Sedikit terbelalak, bola mata Rio bergerak cepat menyela perulangan yang membuatnya melarikan mata ke sekitar.

"Jangan sebut nama itu di sini." Meniup poni samping, gumaman Rio samar di telinga sang gadis.

Sorot bening baru menyadari lautan manusia yang membersamai mereka. Ditatapnya ulang pemuda yang sebelumnya menunggunya, yang mana langsung mengangguk mengiayakan prakira di benak sang dara.

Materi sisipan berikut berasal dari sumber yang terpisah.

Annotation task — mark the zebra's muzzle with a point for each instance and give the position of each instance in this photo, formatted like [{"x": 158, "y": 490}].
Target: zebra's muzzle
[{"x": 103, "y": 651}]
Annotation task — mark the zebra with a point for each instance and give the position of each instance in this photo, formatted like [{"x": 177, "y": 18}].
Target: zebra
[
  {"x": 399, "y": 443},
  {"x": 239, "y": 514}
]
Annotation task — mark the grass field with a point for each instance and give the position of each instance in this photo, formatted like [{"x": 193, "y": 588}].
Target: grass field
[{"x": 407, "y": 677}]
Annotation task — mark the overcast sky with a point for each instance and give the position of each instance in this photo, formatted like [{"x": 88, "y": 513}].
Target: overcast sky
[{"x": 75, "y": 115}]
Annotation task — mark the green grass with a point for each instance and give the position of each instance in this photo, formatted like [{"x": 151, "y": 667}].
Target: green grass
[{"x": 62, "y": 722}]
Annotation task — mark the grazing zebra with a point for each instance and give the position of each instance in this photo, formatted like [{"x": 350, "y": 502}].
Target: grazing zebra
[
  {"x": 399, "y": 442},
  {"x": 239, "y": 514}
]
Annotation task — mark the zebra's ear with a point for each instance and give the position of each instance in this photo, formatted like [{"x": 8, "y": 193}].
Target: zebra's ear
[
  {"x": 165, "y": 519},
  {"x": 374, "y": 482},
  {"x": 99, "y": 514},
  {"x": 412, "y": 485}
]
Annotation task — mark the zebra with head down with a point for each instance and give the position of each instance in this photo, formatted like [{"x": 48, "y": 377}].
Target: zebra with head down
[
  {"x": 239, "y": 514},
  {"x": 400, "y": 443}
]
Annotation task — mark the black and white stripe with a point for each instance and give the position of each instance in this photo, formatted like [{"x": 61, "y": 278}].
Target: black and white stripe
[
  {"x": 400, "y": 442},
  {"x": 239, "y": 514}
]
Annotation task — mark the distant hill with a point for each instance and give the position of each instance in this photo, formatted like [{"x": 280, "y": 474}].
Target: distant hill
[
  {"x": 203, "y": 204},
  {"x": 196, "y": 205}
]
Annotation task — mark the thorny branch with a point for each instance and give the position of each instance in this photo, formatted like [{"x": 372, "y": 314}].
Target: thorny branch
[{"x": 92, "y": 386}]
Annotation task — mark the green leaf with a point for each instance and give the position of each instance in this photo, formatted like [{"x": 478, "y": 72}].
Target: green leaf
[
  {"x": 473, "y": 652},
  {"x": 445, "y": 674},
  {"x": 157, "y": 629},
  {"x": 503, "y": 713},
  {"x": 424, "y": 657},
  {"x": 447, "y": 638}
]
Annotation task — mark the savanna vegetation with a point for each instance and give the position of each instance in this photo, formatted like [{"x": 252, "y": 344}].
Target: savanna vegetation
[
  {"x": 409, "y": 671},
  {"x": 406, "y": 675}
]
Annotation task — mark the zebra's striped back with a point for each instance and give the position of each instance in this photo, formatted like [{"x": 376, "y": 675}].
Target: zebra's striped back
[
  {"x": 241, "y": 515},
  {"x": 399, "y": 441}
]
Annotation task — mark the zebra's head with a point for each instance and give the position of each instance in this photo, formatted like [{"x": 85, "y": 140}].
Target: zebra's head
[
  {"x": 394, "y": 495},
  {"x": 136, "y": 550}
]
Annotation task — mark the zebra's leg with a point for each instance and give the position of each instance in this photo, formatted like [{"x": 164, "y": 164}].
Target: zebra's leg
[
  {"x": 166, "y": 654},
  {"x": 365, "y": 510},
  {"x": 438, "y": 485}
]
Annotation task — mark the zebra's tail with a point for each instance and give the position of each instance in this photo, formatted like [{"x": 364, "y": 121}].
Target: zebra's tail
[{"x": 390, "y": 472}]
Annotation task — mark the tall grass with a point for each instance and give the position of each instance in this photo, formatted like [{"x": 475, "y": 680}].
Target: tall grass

"Ah .... " Aku hampir lupa diri dengan siapa aku berhadapan. Batinnya secara kontradiktif ingin terkekeh di balik bibir lurusnya.

"Riki."

Sontak gaungnya membeo dengan rambut mata terangkat. "Riki?"

"Untuk sekarang kalau ada kemungkinan didengar orang lain, panggil aku Riki," cetus Rio buru-buru. Tidak lama, desahan singkat diproduksi dari dalam tubuhnya. Menyadari hal aneh yang baru ia sampaikan. "Sebenarnya, tidak akan terpakai juga. Abaikan aja yang tadi."

"Nama baru lagi?" Pipi tirus itu sedikit menggembung menahan kekehan. Bagaimana pun pintaan Rio biar pembahasan itu jadi angin lalu, rasa-rasanya sulit tidak membahasnya lagi.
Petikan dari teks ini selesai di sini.